To get the rank of a given player, you can use the same technique as above: you get the top 1000 scores in O(1) and you then use BinarySearch to find the player's rank amongst the top 1000 scores in O(log n) on your application server.
If the user has a rank of 1000, you can specify that this user has a rank of 1000+. You can also obviously change 1000 to a greater number (100,000 for example).
Hope this helps.
Henri
The PutItem can be helpful to implement the persistence logic according to your Use Case:
PutItem Creates a new item, or replaces an old item with a new item.

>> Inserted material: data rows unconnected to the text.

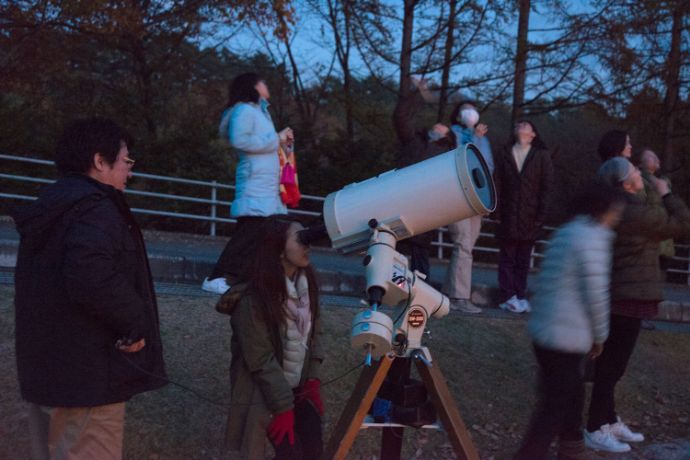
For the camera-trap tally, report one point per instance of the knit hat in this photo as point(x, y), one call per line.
point(615, 170)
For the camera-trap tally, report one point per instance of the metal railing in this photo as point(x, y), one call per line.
point(213, 216)
point(212, 189)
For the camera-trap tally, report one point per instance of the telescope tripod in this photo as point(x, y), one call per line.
point(366, 389)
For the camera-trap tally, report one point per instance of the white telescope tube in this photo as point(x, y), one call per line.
point(430, 194)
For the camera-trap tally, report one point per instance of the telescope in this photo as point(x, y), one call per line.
point(376, 214)
point(379, 212)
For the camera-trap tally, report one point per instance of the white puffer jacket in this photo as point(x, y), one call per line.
point(571, 302)
point(295, 344)
point(249, 129)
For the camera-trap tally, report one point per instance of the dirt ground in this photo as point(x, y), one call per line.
point(488, 364)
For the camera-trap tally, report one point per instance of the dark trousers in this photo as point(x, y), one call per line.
point(308, 437)
point(609, 368)
point(239, 252)
point(513, 267)
point(561, 400)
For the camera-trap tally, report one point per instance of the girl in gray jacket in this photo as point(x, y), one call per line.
point(570, 319)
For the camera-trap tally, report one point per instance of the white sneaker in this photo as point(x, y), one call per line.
point(512, 305)
point(217, 285)
point(623, 433)
point(465, 306)
point(604, 439)
point(525, 305)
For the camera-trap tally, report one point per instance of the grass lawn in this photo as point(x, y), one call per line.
point(488, 363)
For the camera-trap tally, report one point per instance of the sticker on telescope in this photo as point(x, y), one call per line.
point(415, 318)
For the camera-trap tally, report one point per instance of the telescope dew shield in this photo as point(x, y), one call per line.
point(430, 194)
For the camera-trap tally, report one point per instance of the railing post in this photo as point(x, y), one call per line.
point(439, 240)
point(531, 256)
point(214, 197)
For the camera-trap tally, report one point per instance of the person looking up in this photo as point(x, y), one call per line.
point(248, 127)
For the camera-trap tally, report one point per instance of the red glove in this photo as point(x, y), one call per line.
point(312, 391)
point(282, 424)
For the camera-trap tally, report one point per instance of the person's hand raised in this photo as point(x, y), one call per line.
point(481, 129)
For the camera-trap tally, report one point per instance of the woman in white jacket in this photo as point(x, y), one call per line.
point(248, 127)
point(570, 319)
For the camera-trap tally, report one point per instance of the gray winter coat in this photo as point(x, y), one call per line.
point(571, 303)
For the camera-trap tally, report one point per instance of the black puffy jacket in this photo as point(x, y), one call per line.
point(82, 282)
point(523, 196)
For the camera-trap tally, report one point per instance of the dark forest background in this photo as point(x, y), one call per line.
point(162, 69)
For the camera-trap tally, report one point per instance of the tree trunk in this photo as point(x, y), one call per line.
point(520, 60)
point(406, 48)
point(445, 75)
point(672, 88)
point(347, 77)
point(143, 74)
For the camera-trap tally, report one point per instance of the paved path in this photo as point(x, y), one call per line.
point(170, 251)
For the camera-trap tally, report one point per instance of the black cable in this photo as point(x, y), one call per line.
point(218, 403)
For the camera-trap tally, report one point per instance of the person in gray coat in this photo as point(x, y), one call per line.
point(570, 319)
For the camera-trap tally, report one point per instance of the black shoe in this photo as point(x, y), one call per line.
point(647, 325)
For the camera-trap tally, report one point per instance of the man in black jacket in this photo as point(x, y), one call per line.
point(87, 334)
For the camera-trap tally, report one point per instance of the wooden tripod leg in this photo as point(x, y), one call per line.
point(350, 421)
point(447, 410)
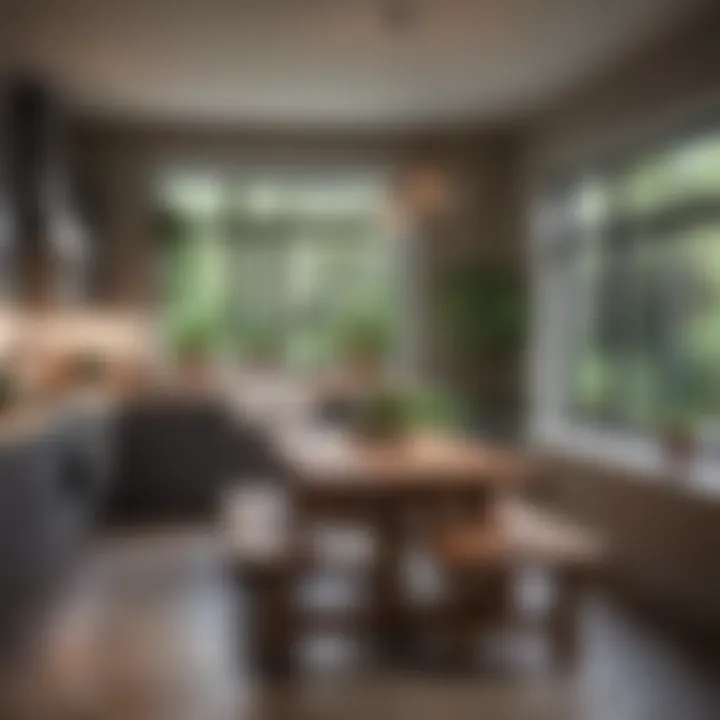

If an item that has the same primary key as the new item already
exists in the specified table, the new item completely replaces the
existing item. You can perform a conditional put operation (add a new
item if one with the specified primary key doesn't exist), or replace
an existing item if it has certain attribute values. Source:
http://docs.aws.amazon.com/amazondynamodb/latest/APIReference/API_PutItem.html
In terms of querying the data, if you know for sure that you are going to be reading the entire Ranking table, I would suggest doing it through several read operations with minimum acceptable page size so you can make the best use of your provisioned throughput. See the guidelines below for more details:
Instead of using a large Scan operation, you can use the following
techniques to minimize the impact of a scan on a table's provisioned
throughput.
Reduce Page Size
Because a Scan operation reads an entire page (by default, 1 MB), you
can reduce the impact of the scan operation by setting a smaller page
size. The Scan operation provides a Limit parameter that you can use
to set the page size for your request. Each Scan or Query request that
has a smaller page size uses fewer read operations and creates a
"pause" between each request. For example, if each item is 4 KB and
you set the page size to 40 items, then a Query request would consume
only 40 strongly consistent read operations or 20 eventually
consistent read operations. A larger number of smaller Scan or Query
operations would allow your other critical requests to succeed without
throttling.
Isolate Scan Operations
DynamoDB is designed for easy scalability. As a result, an application
can create tables for distinct purposes, possibly even duplicating
content across several tables. You want to perform scans on a table
that is not taking "mission-critical" traffic. Some applications
handle this load by rotating traffic hourly between two tables – one
for critical traffic, and one for bookkeeping. Other applications can
do this by performing every write on two tables: a "mission-critical"
table, and a "shadow" table.
SOURCE: http://docs.aws.amazon.com/amazondynamodb/latest/developerguide/QueryAndScanGuidelines.html#QueryAndScanGuidelines.BurstsOfActivity
You can also segment your tables by GameId (e.g. Ranking_GameId) to distribute the data more evenly and give you more granularity in terms of provisioned throughput.